Statistical Analyses and Reproducible Research

It is important, if not essential, to integrate the computations and code used in data analyses, methodological descriptions, simulations, and so on with the documents that describe and rely on them. This integration allows readers to both verify and adapt the claims in the documents. Authors can easily reproduce the results in the future, and they can present the document's contents in a different medium, for example, with interactive controls. This article describes a software framework for both authoring and distributing these integrated, dynamic documents that contain text, code, data, and any auxiliary content needed to recreate the computations. The documents are dynamic in that the contents—including figures, tables, and so on—can be recalculated each time a view of the document is generated. Our model treats a dynamic document as a master or “source” document from which one can generate different views in the form of traditional, derived documents for different audiences. We introduce the concept of a compendium as a container for one or more dynamic documents and the different elements needed when processing them, such as code and data.

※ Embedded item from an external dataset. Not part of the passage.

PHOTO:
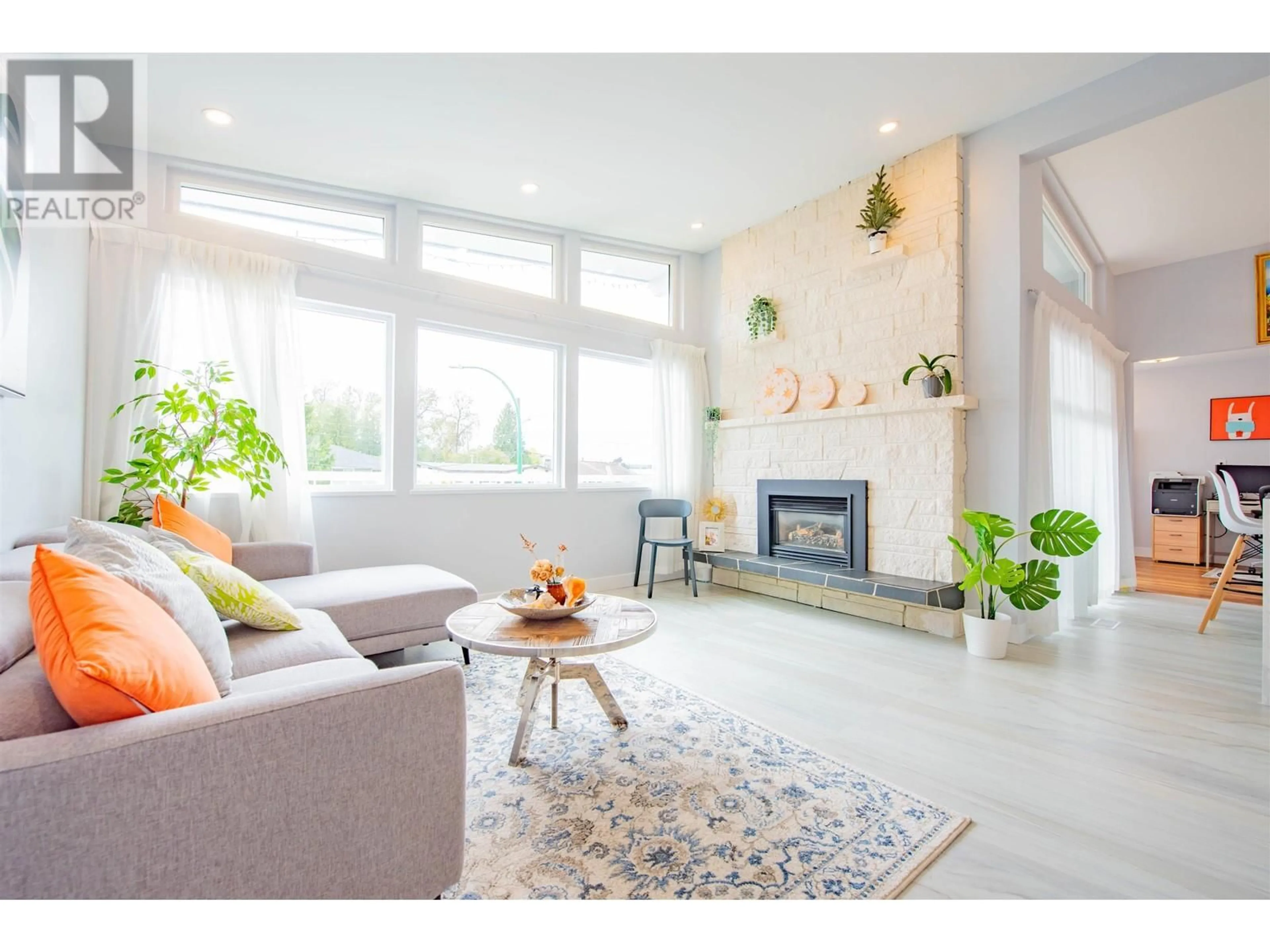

The compendium serves as a means for distributing, managing, and updating the collection. The step from disseminating analyses via a compendium to reproducible research is a small one. By reproducible research, we mean research papers with accompanying software tools that allow the reader to directly reproduce the results and employ the computational methods that are presented in the research paper. Some of the issues involved in paradigms for the production, distribution, and use of such reproducible research are discussed.